Village officials in Genoa are about to get tough on the owners of dilapidated homes.
The crackdown will begin in the new year, said Village Administrator Kevin Gladden, who doubles as the zoning inspector. He said the effort is something both he and Mayor Mark Williams have wanted to tackle for a while. The issue was brought up during this week’s meeting of village council.
“There are several houses that are in really bad shape … and they are home to raccoons, opossums and other animals,” Gladden said. The situation has gone on long enough and the homes simply need torn down, he added.
Genoa’s zoning code has guidelines to begin the abatement process, Gladden explained. But the village will work with the property owners to see if there is funding available to help them with house razing costs.
The demolish effort falls in line with one already in progress at the county level.

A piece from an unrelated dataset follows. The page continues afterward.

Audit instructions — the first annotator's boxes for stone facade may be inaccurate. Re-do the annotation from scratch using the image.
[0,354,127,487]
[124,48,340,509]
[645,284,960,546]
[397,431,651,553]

This summer, Ottawa County received $220,000 in state funds from Ohio Attorney General Mike DeWine’s Office to help raze abandoned and blighted homes. The premise behind the effort is that blight affects everyone in the community – whether through decreased property values or increased health and safety risks.
Ottawa County’s share is part of $75 million distributed among Ohio’s 88 counties. The funds came from a state and federal settlement with five major mortgage services over foreclosure abuses, fraud and unacceptable mortgage practices.
Stephanie Lowe, director of the Ottawa County Housing Authority, is overseeing the project called Moving Ohio Forward Demolition Grant Program along with Ottawa Regional Planning Commission Director Joe Gerber. They sent letters to all local municipalities about the program and took requests for demolitions.
Lowe said it takes about $10,000 to tear down one single family home.
She had hoped to get the project under way by September but was stalled by red tape needed to get the homes verified and readied for destruction. All the work needs to be completed by December 2013, according to the grant guidelines.
Gladden said Genoa did not get in on this first round of demolitions. However, he intends to contact Lowe and Gerber to explore the possibility of securing some of those funds for these older homes in the village. He also plans to continue to look for other grants that may offer help to offset razing costs.